Ce tableau n’est pas seulement la représentation d’un paysage portuaire au crépuscule. Il est une méditation sur le passage, sur l’instant fragile où le jour cède la place à la nuit. Grâce à la peinture à l’huile, cet instant devient durable. Le temps se suspend, contenu dans la matière même de la toile. Dans ce coucher de soleil sur le port, l’huile affirme sa vocation profonde : traduire la lumière non comme un éclat fugitif, mais comme une présence intérieure. Une lumière qui ne s’éteint pas, mais qui se transforme, invitant le regard à la contemplation et au silence.

« La délicate lueur de cette bougie exalté et confere une atmosphère à la fois intime et modeste à la scène et en même temps fait jaillir un éclat éblouissant et ainsi que d’innombrables reflets subtils de la part du bougeoir en cristal et c’est justement cette atmosphère à la fois intime et subtile que j’essaie de transmettre dans la réalisation de mes natures mortes car c’est ce que je ressens. » Jacques Nougaro
« Objets inanimés, avez-vous donc une âme
Qui s’attache à notre âme et la force d’aimer ? » Lamartine
Cette phrase favorite résonne particulièrement dans le champ de la création artistique de Jacques Nougaro. Elle rappelle que l’artiste ne peint pas, n’écrit pas ou ne façonne pas des choses, mais des présences. La matière devient le lieu d’un attachement secret, d’un dialogue silencieux entre l’humain et ce qui l’entoure. Les objets inanimés cessent alors d’être de simples formes pour devenir porteurs d’émotion, presque vivants sous le regard qui les contemple.

Car peindre des objets, c’est précisément interroger ce mystère : comment ce qui ne vit pas peut-il nous émouvoir, nous retenir, nous habiter avec une telle intensité ? La nature morte n’est jamais immobile. Elle est un lieu de présence silencieuse, un espace où la matière devient chargée d’âme.
La nature morte devient alors un espace de dialogue intérieur. Les objets, figés en apparence, semblent porter en eux une part de l’âme de celui qui les a disposés et peints. Ils évoquent le silence d’un atelier, la lenteur du geste, l’attention portée à l’instant.

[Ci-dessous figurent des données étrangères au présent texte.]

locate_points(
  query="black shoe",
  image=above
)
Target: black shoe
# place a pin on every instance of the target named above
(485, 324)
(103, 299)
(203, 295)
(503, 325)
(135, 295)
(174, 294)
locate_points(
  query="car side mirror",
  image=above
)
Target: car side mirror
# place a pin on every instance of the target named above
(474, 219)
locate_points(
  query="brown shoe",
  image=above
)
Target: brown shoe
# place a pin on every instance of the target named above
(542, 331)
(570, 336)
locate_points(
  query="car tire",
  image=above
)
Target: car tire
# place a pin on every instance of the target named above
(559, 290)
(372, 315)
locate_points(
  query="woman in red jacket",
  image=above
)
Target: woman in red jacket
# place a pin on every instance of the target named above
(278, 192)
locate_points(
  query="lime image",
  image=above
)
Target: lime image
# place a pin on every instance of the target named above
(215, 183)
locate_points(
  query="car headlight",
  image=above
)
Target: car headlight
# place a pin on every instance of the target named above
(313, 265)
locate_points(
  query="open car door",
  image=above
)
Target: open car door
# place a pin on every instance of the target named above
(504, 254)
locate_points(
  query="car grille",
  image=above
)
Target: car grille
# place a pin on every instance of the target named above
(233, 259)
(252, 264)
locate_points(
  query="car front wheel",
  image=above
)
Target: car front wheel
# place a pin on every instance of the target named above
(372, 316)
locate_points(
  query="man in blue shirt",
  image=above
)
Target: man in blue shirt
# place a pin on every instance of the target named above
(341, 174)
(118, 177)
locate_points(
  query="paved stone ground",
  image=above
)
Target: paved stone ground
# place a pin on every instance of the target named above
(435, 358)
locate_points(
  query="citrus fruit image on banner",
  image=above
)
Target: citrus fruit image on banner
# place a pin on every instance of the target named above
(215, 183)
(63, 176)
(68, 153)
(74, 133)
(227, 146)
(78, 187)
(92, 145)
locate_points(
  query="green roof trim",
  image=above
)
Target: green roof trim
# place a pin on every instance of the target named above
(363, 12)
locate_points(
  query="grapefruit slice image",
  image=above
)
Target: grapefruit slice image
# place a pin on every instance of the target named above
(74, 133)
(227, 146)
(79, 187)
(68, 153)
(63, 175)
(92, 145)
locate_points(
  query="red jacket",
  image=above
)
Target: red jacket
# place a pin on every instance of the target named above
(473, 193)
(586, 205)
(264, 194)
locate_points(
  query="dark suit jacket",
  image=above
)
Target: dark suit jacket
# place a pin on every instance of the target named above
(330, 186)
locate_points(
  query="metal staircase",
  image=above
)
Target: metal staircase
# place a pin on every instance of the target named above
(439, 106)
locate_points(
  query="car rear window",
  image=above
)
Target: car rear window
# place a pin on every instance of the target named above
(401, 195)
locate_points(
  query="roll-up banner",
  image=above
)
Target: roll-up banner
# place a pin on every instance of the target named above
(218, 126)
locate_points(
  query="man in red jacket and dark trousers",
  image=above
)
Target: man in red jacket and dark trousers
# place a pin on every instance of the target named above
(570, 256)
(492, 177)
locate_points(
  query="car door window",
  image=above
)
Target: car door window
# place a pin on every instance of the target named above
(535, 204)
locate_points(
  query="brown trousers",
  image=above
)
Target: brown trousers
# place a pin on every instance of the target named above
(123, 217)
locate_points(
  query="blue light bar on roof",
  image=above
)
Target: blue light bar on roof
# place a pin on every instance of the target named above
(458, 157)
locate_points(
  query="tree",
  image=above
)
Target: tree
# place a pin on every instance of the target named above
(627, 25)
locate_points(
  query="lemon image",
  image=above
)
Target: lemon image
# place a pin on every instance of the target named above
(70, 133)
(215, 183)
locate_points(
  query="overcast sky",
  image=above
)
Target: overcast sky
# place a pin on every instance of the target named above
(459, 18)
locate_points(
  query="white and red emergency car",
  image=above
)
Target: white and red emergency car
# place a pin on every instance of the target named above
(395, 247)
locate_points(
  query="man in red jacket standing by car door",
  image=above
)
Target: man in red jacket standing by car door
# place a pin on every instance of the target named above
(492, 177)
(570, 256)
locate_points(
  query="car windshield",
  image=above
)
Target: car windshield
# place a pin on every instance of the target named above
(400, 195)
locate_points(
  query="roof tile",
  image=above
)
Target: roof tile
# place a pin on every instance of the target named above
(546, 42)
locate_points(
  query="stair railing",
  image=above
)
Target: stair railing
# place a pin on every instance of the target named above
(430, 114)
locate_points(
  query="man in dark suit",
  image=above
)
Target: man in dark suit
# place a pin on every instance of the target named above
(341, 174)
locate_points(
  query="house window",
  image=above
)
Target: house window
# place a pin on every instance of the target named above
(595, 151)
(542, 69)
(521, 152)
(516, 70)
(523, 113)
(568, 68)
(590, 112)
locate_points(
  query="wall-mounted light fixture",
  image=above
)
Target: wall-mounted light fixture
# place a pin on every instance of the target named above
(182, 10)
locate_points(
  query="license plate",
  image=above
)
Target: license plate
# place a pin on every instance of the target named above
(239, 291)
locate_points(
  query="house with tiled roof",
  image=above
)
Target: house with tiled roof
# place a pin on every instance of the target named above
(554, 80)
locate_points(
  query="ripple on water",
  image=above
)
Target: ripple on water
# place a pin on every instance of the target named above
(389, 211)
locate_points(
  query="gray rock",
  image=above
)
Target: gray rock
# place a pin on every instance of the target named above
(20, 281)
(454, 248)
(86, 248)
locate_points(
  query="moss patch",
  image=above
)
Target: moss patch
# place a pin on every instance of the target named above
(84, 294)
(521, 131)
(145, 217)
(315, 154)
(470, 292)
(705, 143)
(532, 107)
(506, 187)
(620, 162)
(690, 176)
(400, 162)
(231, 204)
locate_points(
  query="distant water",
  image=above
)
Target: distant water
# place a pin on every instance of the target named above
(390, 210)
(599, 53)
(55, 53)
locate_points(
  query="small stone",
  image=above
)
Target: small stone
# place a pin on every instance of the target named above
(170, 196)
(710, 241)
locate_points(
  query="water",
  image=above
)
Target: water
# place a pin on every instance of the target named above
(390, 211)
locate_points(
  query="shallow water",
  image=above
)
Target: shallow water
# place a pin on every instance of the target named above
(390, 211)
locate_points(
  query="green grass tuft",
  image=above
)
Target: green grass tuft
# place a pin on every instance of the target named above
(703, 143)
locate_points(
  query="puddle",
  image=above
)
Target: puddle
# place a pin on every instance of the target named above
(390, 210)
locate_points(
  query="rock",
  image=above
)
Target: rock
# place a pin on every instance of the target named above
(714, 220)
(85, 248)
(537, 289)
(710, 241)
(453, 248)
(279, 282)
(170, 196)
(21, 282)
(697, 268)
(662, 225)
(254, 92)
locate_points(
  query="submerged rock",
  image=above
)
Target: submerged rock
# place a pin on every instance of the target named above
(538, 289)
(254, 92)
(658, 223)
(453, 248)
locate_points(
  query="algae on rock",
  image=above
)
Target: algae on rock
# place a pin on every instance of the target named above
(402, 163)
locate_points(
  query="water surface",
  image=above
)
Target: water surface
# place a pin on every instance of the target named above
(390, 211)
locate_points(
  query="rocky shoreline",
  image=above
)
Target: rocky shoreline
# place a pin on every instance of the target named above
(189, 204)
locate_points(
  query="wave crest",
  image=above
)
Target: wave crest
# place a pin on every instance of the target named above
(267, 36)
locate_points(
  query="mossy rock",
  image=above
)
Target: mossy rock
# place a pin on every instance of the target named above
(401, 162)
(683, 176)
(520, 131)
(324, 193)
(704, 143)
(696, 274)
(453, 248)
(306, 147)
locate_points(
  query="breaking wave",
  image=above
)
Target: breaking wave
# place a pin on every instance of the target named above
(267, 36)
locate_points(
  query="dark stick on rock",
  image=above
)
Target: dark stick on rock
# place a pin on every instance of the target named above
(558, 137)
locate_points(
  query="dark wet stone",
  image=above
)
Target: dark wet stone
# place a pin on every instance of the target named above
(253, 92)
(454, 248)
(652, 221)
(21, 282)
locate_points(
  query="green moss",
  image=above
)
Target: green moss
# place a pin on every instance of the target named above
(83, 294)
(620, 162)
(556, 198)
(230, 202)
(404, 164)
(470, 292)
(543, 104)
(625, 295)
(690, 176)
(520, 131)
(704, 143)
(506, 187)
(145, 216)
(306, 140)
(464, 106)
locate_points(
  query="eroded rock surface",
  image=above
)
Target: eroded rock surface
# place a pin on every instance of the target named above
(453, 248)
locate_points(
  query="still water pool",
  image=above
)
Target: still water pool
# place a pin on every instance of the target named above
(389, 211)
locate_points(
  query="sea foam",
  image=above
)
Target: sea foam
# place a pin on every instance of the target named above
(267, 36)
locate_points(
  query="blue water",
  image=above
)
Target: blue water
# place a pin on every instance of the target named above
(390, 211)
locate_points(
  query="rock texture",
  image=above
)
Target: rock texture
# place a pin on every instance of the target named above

Ils rappellent que la beauté ne réside pas dans l’éclat, mais dans la justesse.
En écho aux vers de Lamartine, cette œuvre invite à une contemplation apaisée. Elle ne raconte pas une histoire, elle suggère une présence. Les objets n’y sont pas inanimés : ils sont habités. Habités par le regard de l’artiste, par le temps qui s’est déposé sur la toile, et par l’émotion silencieuse qu’ils éveillent chez celui qui s’arrête pour les regarder.

Il est des œuvres qui ne se regardent pas seulement, mais qui se ressentent. La peinture de Jacques Nougaro appartient à cette catégorie rare où la matière devient langage, où la couleur s’affranchit du décoratif pour atteindre une forme de vérité intérieure. Son travail ne cherche pas à séduire par l’évidence ; il invite à la lenteur, à l’écoute, à une contemplation presque méditative.